A prática do reúso na Itália teve início de forma não planejada e indireta com o uso de águas altamente carregadas de esgotos domésticos e industriais no vale do rio Vettabia (Região da Lombardia, norte da Itália), no início do século XX. A alta concentração de produtos tóxicos, como o bromo, contribuíram para a degradação do solo e enfraquecimento das lavouras, fazendo com que o reúso de água fosse abandonado. Em regiões onde a água é escassa como Sicília, Sardenha e Puglia, há forte demanda por água de reúso. Atualmente, grandes projetos de irrigação com água de reúso têm se instalado nessas regiões e também na Emília Romana, num total de 4.000 ha, com tendência a serem ampliados em virtude da grande disponibilidade de esgotos tratados a níveis adequados para essa finalidade na Itália. Cabe ressaltar que a escala das estações de tratamento (60% de grande e médio porte) contribui para a viabilidade econômica dessa prática na Itália. A legislação italiana sobre o assunto está atualmente em revisão, devendo acomodar viabilidade econômica e proteção à saúde e ao meio ambiente. (LOPEZ et al., 2006). Na Espanha, o reúso é regulado pelo Decreto Real 1620/2007, que determina os requerimentos de qualidade mínima necessários. A Espanha reutiliza cerca de 15% dos efluentes de esgoto, devendo passar para 30%, em futuro próximo incentivada por política de reúso que visa o aproveitamento integrado dos recursos hídricos. Essa prática é mais intensa nas regiões de Valencia, Andaluzia e Catalunha (MONTE, 2007)..

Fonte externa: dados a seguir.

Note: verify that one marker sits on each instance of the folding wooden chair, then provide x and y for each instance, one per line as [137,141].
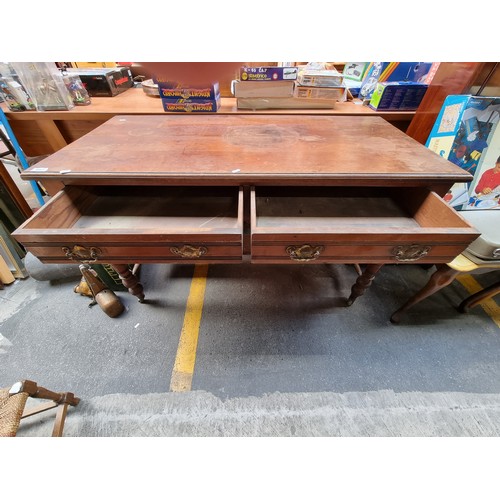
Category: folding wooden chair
[13,406]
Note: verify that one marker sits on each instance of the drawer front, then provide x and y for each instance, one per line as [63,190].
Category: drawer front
[391,228]
[320,251]
[165,224]
[182,251]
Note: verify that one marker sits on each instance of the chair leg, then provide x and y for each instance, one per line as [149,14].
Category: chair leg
[442,277]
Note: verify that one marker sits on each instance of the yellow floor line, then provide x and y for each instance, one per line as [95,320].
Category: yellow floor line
[490,306]
[182,373]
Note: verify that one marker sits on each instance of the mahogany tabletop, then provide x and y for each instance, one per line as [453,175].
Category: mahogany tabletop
[242,149]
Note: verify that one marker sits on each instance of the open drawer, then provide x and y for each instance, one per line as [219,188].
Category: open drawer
[354,225]
[137,224]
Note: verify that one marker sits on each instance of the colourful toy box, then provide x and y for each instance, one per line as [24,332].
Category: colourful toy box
[182,97]
[393,72]
[191,105]
[176,90]
[268,73]
[466,132]
[403,96]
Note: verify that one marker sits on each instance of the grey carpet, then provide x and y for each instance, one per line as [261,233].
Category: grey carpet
[201,414]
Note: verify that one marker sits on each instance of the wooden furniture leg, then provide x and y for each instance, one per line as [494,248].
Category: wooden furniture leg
[35,391]
[442,277]
[14,407]
[130,281]
[363,282]
[478,297]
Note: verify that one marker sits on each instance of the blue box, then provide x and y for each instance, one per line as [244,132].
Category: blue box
[402,96]
[268,73]
[466,133]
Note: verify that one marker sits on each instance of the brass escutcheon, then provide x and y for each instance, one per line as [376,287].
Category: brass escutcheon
[410,253]
[304,253]
[81,253]
[189,252]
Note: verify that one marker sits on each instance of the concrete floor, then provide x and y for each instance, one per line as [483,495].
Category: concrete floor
[273,341]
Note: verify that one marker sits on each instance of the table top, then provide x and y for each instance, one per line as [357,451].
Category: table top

Ao norte de Barcelona, no distrito da Costa Brava, está a principal agência de promoção do reúso de água dos últimos 15 anos. Nas regiões costeiras, há muita atividade turística, o que intensifica a necessidade de se proteger a qualidade das águas, como também pressiona a expansão das redes de abastecimentos, coleta e tratamento de água. Combinando-se esta situação com a crescente necessidade de água para irrigação, tem-se a no reúso uma grande oportunidade que combina conservação da água e incremento da disponibilidade hídrica para a agricultura. No final da década de 1980, a agência de gestão de água criou o Consórcio Costa Brava, CCB, e introduziu o conceito de reúso planejado de água. O CCB optou pelo desenvolvimento progressivo do reúso agrícola, ponderando a condição ideal do clima mediterrâneo, sujeito a secas periódicas, e a garantia de segurança para a saúde pública, mesmo antes das leis para regulação da prática na Espanha. (WINPENNY, et al., 2010).

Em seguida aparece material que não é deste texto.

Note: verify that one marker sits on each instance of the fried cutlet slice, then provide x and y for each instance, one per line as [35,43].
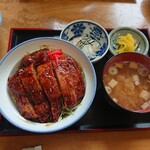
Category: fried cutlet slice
[21,99]
[49,83]
[33,88]
[70,81]
[36,58]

Portugal optou por adotar os critérios de segurança da OMS acrescidos da

proibição de uso da água de reúso no cultivo de produtos agrícolas consumidos crus, cuja parte comestível esteja em contato com o solo. A segurança agronômica foi abordada pelos critérios apresentados pela FAO de toxicidade e grau de restrição à utilização de salinidade, pH, íons de cloro, sódio e boro e hidrocarbonetos. A norma portuguesa, assim elaborada, NP 4434, aplica-se exclusivamente à reutilização de águas residuais urbanas na rega de culturas agrícolas, florestais, ornamentais, viveiros, relvados e outros espaços verdes. O reúso agrícola tem sido a principal aplicação do reúso, que tem visto crescer o interesse do reúso de água em campos de golfe. Os principais projetos de reúso agrícola em pomares e vinhedo estão no sul do país, utilizando os efluentes de tratamento terciário de estações localizadas próximas a Lisboa. (MONTE e ALBUQUERQUE, 2010).

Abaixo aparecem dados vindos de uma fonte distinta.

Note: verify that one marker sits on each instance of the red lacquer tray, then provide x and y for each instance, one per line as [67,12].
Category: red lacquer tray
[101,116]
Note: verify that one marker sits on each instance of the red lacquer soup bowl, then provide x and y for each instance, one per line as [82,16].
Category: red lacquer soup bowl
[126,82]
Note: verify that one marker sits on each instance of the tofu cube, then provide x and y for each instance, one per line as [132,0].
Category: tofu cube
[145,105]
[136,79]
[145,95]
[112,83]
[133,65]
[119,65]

A difusão relativamente restrita do reúso agrícola planejado na Europa pode ser atribuída a fatores como: a dificuldade das autoridades de água aceitarem uma prática que insere riscos biológicos e químicos nos sistemas de recursos hídricos e saneamento; os custos e as dificuldades de realização de monitoramento de qualidade de água e solo em tempo real; a má gestão dos aspectos sociais, notadamente da aceitação do reúso; finalmente a interminável discussão entre cientistas sobre qual seria o risco aceitável.